Some time ago, in one of my posts I noted that I was looking for a newborn screening specialist. Then I got a letter from a mother of a boy with MCAD (medium chain acyl CoA dehydrogenase defect) from Texas and I had to realize how incredible story she had. Laura Clow who is also a member of www.savebabies.org website, kindly answered my questions.
- Please tell us the story of your boy! How was he diagnosed with medium chain acyl CoA dehydrogenase defect?

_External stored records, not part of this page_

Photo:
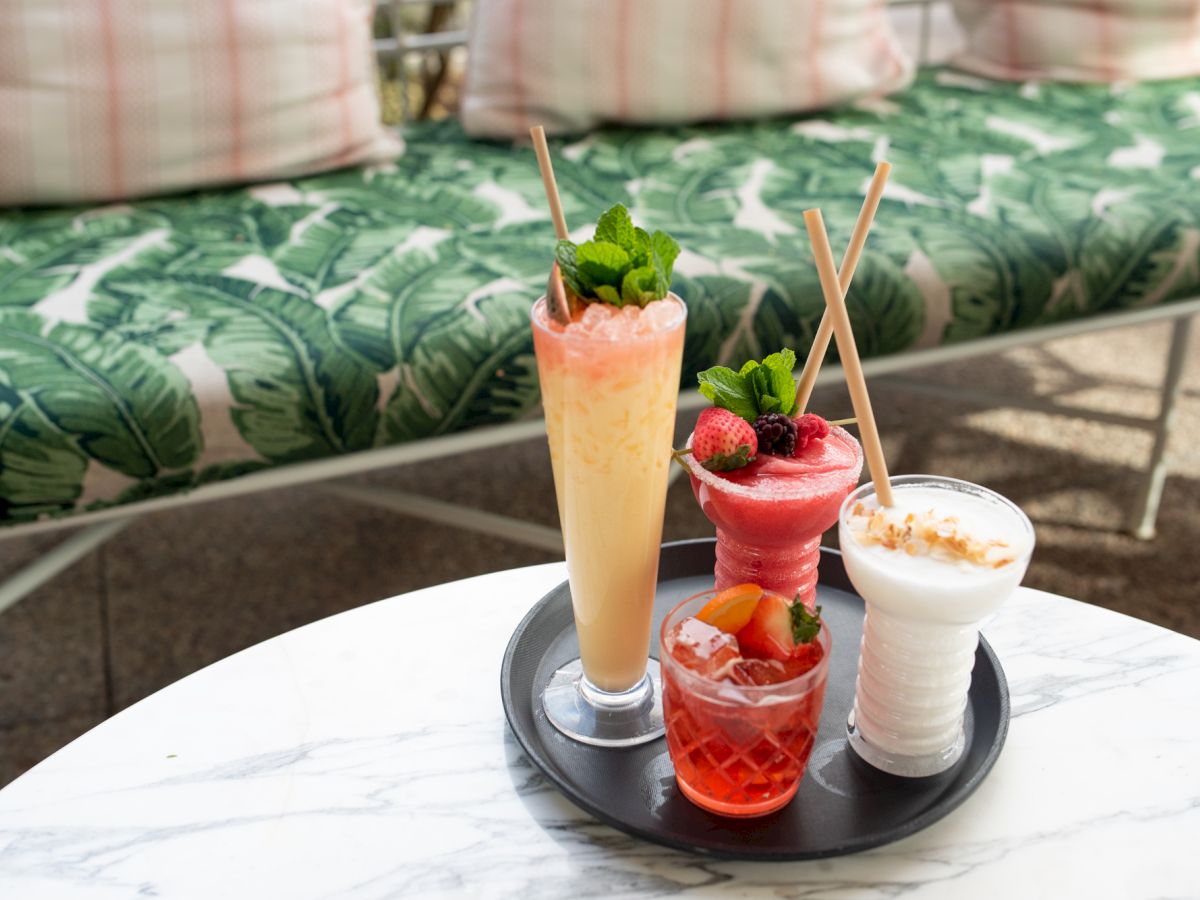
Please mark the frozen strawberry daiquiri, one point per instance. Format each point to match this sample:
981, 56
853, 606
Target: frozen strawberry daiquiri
930, 568
771, 484
610, 381
743, 678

Brickman was a full-term, seemingly perfect, healthy baby & toddler, hitting every developmental milestone ahead of schedule. When he was 19 months old, he became ill with a stomach virus. He went 18 hours without food because of the illness. He began having seizures and slipped into a coma. The doctors at the E.R. could not determine what was wrong. His lab-work (which took 3 hours to receive) from the hospital revealed that his glucose level was 7 in the blood and 2 in the spinal fluid. When this was discovered, we were in a critical care ambulance in transport to a children’s hospital in Dallas. The paramedic put glucose into his circulation immediately.
He remained in the coma for 15 hours, was in a Pediatric Intensive Care Unit unit for 2 days and stayed in the hospital for 6 more days. Lab tests were sent to Duke University and it was determined that he had MCAD. My husband and I had genetic testing and he has the most common MCAD mutation and I have one that had not been discovered until that time. We then learned that other states in the USA routinely screened for MCAD in the newborn screening panel and that we could have ordered the test for only $25.00 at the time of his birth if we had only known about it. By the grace of God, Brickman did not suffer any long-term consequences from the metabolic crisis.

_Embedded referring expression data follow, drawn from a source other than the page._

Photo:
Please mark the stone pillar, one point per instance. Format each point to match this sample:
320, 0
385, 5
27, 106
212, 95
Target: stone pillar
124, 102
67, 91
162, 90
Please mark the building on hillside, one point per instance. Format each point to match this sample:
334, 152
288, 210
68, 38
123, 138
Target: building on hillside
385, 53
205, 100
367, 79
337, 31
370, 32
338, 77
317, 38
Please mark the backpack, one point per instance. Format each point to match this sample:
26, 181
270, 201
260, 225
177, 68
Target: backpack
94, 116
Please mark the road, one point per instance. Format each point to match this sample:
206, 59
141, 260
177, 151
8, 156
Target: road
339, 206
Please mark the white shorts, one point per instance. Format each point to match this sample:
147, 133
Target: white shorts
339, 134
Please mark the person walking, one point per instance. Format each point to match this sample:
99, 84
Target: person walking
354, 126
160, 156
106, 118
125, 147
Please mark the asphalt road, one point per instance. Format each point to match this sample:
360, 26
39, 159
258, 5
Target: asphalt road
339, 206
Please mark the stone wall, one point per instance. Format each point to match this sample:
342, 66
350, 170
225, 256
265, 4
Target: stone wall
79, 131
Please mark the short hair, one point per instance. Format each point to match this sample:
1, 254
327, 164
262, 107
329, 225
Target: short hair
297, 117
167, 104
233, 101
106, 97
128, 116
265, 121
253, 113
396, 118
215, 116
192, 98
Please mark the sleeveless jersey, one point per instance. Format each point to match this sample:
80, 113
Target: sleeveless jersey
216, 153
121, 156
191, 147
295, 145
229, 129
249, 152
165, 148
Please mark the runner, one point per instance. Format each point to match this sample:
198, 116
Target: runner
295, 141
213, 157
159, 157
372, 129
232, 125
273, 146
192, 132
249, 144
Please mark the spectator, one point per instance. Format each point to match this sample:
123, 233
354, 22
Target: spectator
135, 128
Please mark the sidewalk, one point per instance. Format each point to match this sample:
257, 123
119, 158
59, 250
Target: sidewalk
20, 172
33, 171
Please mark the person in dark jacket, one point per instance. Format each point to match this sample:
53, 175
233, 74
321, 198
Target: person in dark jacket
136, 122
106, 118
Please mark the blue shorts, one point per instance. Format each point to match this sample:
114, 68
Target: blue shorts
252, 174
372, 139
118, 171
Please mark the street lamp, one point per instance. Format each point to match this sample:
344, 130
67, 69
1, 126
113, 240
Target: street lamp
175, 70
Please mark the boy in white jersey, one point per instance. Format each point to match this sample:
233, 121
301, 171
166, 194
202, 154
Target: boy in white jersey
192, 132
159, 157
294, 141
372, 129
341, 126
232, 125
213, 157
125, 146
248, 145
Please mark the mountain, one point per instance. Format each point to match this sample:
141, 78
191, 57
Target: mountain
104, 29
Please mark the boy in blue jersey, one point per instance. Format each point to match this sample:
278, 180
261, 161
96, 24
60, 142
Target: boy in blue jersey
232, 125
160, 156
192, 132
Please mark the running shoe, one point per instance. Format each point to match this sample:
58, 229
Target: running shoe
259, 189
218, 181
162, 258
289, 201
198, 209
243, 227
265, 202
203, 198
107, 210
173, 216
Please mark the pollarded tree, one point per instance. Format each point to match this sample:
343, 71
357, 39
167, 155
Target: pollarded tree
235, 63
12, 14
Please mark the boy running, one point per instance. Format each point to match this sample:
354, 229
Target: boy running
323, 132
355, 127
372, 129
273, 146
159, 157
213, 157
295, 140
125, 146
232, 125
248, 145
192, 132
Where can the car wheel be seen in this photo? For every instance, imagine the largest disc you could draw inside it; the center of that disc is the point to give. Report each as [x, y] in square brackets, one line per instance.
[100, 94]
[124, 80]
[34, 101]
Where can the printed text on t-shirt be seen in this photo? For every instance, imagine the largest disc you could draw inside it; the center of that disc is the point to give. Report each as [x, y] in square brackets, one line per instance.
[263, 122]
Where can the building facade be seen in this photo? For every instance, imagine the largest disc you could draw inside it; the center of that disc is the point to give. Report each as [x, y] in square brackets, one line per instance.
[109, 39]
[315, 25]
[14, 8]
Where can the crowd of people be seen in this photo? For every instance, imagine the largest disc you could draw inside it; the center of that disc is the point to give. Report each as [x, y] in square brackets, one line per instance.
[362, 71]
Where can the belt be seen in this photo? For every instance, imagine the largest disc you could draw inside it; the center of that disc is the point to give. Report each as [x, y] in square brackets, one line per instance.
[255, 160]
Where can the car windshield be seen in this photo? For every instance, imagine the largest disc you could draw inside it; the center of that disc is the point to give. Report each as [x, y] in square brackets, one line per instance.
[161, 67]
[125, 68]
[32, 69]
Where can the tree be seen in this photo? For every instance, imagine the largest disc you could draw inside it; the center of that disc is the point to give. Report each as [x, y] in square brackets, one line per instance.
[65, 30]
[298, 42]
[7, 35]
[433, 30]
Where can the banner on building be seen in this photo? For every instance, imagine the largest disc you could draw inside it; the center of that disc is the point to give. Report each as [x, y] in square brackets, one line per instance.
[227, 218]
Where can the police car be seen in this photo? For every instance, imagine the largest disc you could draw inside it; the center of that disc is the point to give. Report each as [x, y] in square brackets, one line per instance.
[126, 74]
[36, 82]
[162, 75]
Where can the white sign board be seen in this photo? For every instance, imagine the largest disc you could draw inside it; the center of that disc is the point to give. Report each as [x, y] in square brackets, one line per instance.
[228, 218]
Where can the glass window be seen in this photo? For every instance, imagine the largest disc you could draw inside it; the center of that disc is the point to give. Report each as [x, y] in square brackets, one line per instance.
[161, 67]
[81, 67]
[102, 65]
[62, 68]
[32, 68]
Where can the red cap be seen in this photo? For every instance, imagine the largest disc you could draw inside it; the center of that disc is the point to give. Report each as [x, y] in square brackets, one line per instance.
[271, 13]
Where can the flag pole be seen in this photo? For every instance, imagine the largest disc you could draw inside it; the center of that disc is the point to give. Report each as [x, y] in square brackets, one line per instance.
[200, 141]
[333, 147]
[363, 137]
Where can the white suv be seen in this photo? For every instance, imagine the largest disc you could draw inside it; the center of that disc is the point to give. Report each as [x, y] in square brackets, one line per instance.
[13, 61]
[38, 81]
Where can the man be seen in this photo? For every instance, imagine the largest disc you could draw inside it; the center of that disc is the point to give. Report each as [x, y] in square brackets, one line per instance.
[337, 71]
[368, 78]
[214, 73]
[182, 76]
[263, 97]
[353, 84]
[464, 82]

- You told me that your family has been very active promoting awareness of supplemental newborn screening. You even went to the state capitol and testified in front of the Health & Human Services Committee. Why did you do that and what are the results?
When I learned that the state lines in which we lived prevented us from knowing about his condition at birth and that we could have paid $25.00 for a supplemental screening test, I was mad, but determined to make a difference for others. I joined two support groups (www.fodsupport.org and www.savebabies.org ) and met many families whose children had died or suffered permanent brain damage from undiagnosed metabolic conditions. I did not want another family to have to endure a tragic experience because of lack of proper newborn screening. Educating others about newborn screening became my passion.

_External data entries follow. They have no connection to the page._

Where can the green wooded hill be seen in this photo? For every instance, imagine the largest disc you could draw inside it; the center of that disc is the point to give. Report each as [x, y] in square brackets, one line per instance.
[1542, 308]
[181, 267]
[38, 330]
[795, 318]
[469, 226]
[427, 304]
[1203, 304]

I have worked at many trade show booths, baby fairs, spoken to Mom’s groups, midwife groups and doctors to promote awareness of expanded newborn screening. I would stop pregnant women in the grocery store and tell them about it. I also gave supplemental newborn screening kits with a check for $25.00 to many of my friends.
One day, I contacted my State Representative to express concern about lack of proper newborn screening in Texas. About that same time, the March of Dimes was pushing for states to expand newborn screening programs across the USA. We teamed up with the March of Dimes when Texas was considering expansion of their program in April of 2005. We traveled to the State Capitol and testified in front of the Health & Human Services Committee. There were several other affected Texas families there as well. The proposals passed the House and the Senate, but the expanded screening did not actually begin until December 2006. Texas now screens newborns for 27 inherited disorders – 19 more than before.
- What are your plans for the near future?
Great Question! I wish I knew the answer! I am looking for a job for the fall because my youngest child will start Kindergarten. I was an elementary school teacher before I had children, and I would like to teach again or work in the field of expanded newborn screening.
- How does savebabies.org works?
The Save Babies Through Screening Foundation is a non-profit, volunteer-run foundation which exists to promote awareness and educate others about expanded newborn screening. The website has many links to the 50 USA state newborn screening programs, information about how to obtain a supplemental screening kit, family stories and more. They also have an email list where families can seek support from others and share information.
I’m totally amazed by the work and enthusiasm of Laura Clow. It became true that mothers like her can improve even a whole system.